The Courage to Compete by Abbey Curran

The Courage to Compete by Abbey Curran

Author:Abbey Curran
Language: eng
Format: epub
Publisher: HarperCollins
Published: 2015-07-23T00:00:00+00:00


ELEVEN

Miss Iowa

Before I went to the Miss Iowa contest, I was sitting in my dorm room waiting for life to happen. I had been like a caterpillar, yearning to be a butterfly, wondering if I would ever evolve into something more, something better than what I was at the time.

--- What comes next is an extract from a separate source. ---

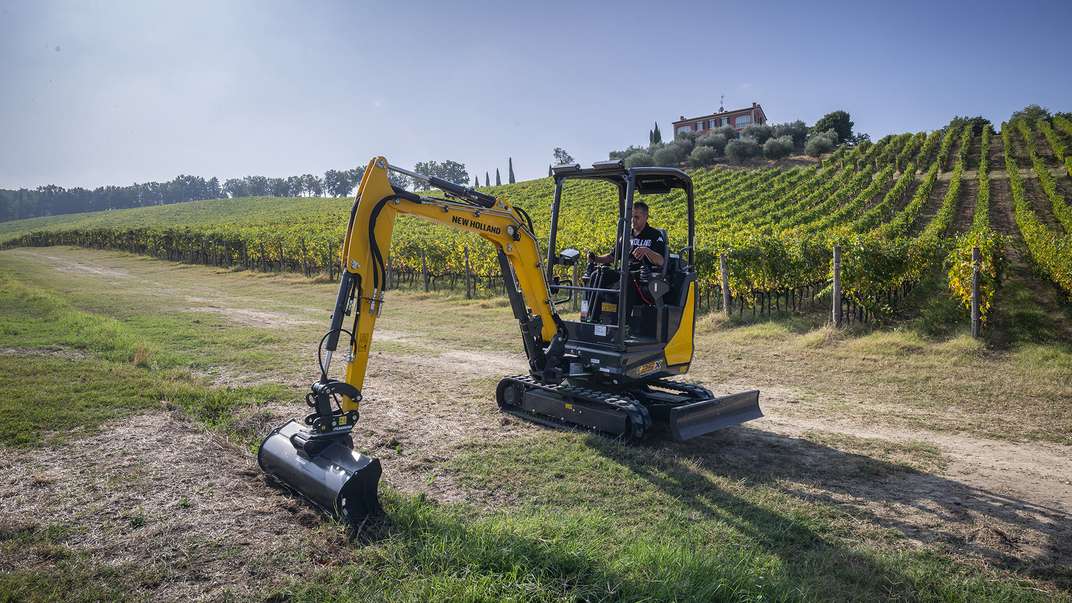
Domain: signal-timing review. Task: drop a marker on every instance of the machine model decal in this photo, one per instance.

Back then, I would wish on the moon every night. Of course, I still prayed, but wishing is different than praying. A prayer is something you say to God; a wish is something you whisper to your own heart. I love wishing on the moon. I think people take the moon for granted. It’s the biggest, most beautiful thing in the sky, and people don’t take the time to wish on it. Well, I have always wished on the moon. I’d wish to be beautiful, to be successful. I’d wish to find my way in life, and of course I’d wish to be loved.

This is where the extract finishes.